Dona Nazaré Pinheiro de 56 anos, faz salgadinhos e vem ao Centro duas vezes por semana. Não usa o cartão magnético. Prefere pagar em dinheiro. “Não gosto de vir aqui. Venho porque preciso comprar os ingredientes dos salgados. Tenho até trauma! Eles empurram a gente o tempo todo. Pra entrar no ônibus é um Deus nos acuda. Eu cheia de sacolas fico nesse imprensado. Deveriam fazer filas para entrar no ônibus como é em Manaus”, sugeriu.

Guedes, artista plástico, é outro usuário que só paga a passagem em dinheiro. Para ele o que mais incomoda são as frenagens bruscas dos ônibus.

“Carrego um monte de material nas mãos, na mochila, e quando o motorista freia a gente vai de uma vez por cima dos outros passageiros. É muito desagradável”. Para Guedes uma frota maior daria melhor conforto para quem usa ônibus. “Com mais ônibus a gente não ficava tipo sardinha em lata nas horas de maior movimento”.

Simone de Souza, 36 anos, dona-de-casa, disse que o que mais a incomoda ao usar o transporte público coletivo não é os R$ 0,10 que faltam no troco, é a falta de educação das pessoas. “Vejo mães com filhos no colo e quem está sentando faz de conta que não está nem aí. Quase não existe solidariedade dentro dos ônibus”, relatou.

 Sugestões de melhorias para o transporte coletivo de Rio Branco

# Ampliação do tempo de integração entre um ônibus e outro de 30 minutos para uma hora.

# Campanha para que as pessoas usem suas moedas. Com a falta de troco muitas pessoas não pagam para andar nos ônibus.

# Organização em fila no embarque do Terminal Urbano.

# Sindcol deve fazer campanha para que empresários adquiram o cartão magnético como vale transporte para seus funcionários.

# Campanha educacional para a população ser solidária no transporte coletivo.

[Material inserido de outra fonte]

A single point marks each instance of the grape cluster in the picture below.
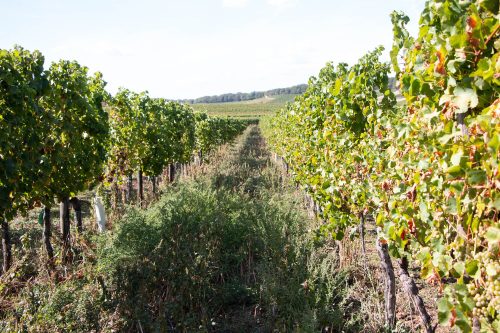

# Palestras orientadoras nas escolas.

# Melhoria das oficinas das empresas com contratação de mais mecânicos.

# Troca da frota.

# Retirada dos ônibus, com mais de 20 anos de uso, de circulação.

# Melhoria na limpeza interna dos ônibus.

# Obrigatoriedade do fornecimento de moedas pelas empresas para os cobradores.

# Especificação das linhas no Terminal Urbano e nos pontos de ônibus. Quem quase não usa ônibus ou não é da cidade, fica completamente perdido.

# Colocar os fiscais do RBtrans dentro dos ônibus e não apenas em pontos estratégicos de fiscalização.

# Presença constante da Polícia Militar no terminal.